The backstop abides by the notion that the protocol can always be able to buy ANA at a certain value creates a floor price effect for ANA. Therefore, $ANA will not trade below this value or at the very least, it would not trade below it for too long. Take the example where the floor price is $100, and a third -exchange offer $97 for $ANA tokens, creating an arbitrage opportunity that seamlessly caused the $97 price to correct back to $100. An arbitrageur would buy ANA for $97, and sell it to the protocol for $100, netting a profit.
The Nirvana protocol works to maintain the intrinsic value of all $ANA tokens in supply making sure that when it buys $ANA for its intrinsic value, it burns the $ANA tokens. For example, with 10 ANA tokens in supply at a set floor price of $100, the protocol denotes a $1,000 value in the treasury. If the protocol buys back 1 ANA for $100, it will burn the ANA, reducing the supply to 9 ANA to match the new treasury value of $900. The intrinsic value remains the same ($10) after this purchase.
It is good to maintain a token’s intrinsic value since this is the measure of what your digital asset is worth.
Maintaining Intrinsic Value with a Reserve-backed Floor
The past few years have seen cryptocurrencies acquiring a growing social and economic interest. With this growth, it is extremely important to protect a toke’s intrinsic value ensuring that a token’s growth is at par with its adoption and success in its chosen field. Having a token without intrinsic value will see its price supported by speculation alone making it prone to failure in the long-run.

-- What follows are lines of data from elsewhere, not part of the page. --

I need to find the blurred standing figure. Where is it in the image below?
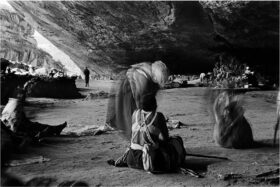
[84,67,90,87]
[273,90,280,145]
[106,61,168,138]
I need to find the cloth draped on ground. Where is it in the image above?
[1,98,66,138]
[106,63,159,139]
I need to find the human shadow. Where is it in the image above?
[184,156,230,172]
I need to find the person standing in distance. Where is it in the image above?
[84,67,90,87]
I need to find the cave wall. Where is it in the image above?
[9,1,279,75]
[0,8,64,69]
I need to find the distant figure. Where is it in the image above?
[273,90,280,145]
[0,58,10,74]
[214,92,254,149]
[49,70,55,78]
[84,67,90,87]
[106,61,168,138]
[199,73,206,83]
[7,67,11,74]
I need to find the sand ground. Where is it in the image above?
[3,81,279,186]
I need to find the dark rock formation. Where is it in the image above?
[10,1,279,78]
[200,1,279,82]
[0,8,61,69]
[1,74,81,105]
[26,77,82,99]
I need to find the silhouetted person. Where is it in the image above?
[84,67,90,87]
[106,61,168,138]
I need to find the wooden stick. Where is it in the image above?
[186,153,229,160]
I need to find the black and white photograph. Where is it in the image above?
[0,0,280,187]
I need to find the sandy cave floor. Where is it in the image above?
[2,81,279,186]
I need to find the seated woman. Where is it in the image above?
[1,88,67,140]
[214,92,254,149]
[113,95,186,173]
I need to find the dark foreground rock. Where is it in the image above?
[1,74,82,104]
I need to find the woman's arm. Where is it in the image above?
[157,112,169,142]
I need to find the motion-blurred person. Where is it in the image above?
[106,61,168,138]
[273,90,280,145]
[213,92,254,149]
[84,67,90,87]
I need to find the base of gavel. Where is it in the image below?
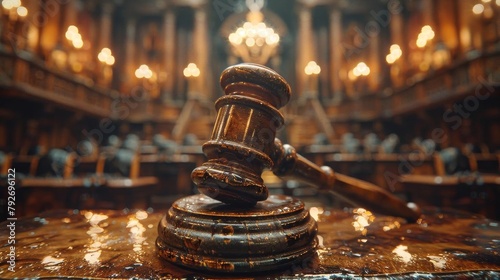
[156,194,317,274]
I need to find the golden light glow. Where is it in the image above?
[352,208,375,235]
[2,0,21,10]
[182,63,200,78]
[65,25,83,49]
[227,11,280,64]
[304,61,321,75]
[97,48,115,65]
[417,25,436,48]
[472,1,484,15]
[228,21,280,47]
[385,44,403,64]
[135,64,153,79]
[349,62,370,79]
[16,6,28,17]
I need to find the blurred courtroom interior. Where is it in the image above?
[0,0,500,220]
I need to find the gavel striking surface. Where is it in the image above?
[157,195,317,273]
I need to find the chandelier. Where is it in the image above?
[228,1,280,64]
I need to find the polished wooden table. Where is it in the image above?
[0,199,500,279]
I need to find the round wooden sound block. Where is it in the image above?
[156,194,317,273]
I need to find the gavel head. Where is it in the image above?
[191,63,290,206]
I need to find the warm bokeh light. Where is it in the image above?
[472,4,484,15]
[182,63,200,78]
[352,62,370,77]
[304,61,321,75]
[385,44,403,64]
[228,21,280,47]
[2,0,21,10]
[135,64,153,79]
[97,48,115,65]
[416,25,436,48]
[16,6,28,17]
[65,25,83,49]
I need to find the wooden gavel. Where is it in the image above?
[191,63,420,221]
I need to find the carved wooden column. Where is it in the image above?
[390,9,408,87]
[296,4,314,98]
[189,3,212,98]
[330,7,343,103]
[92,2,114,86]
[162,7,176,101]
[121,17,138,92]
[367,29,382,92]
[97,2,114,51]
[457,1,472,53]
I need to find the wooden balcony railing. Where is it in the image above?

$ANA’s floor price explained
$ANA’s intrinsic value changes over time, and only ever increases as the floor price is designed to ratchet up and not recede. The floor is encoded in Nirvana protocol’s AMM price curve ensuring that the spot market for $ANA allocates its liquidity so that there always is liquidity to pay back $ANA at the floor price. There might be cases where surplus liquidity comes along and the protocol reallocates it to raise the floor for all tokens.
In summation, Nirvana embeds $ANA’s intrinsic value to its business model and to the ecosystem it generates.
Final Thoughts
The innovative AMM within Nirvana contains its rising floor mechanism maintaining a pool of cash liquidity as opposed to the infamous legacy constant product pool. The AMM mints ANA just in time when ANA is purchased, and burns ANA when it is sold back.
A proper token economic model is important for both investors and cryptocurrency founders to think about as it acts as the determining factor on whether a token price will succeed or fail. Nirvana has set the pace for incoming projects to follow, based on using your token to capture the value created by the project.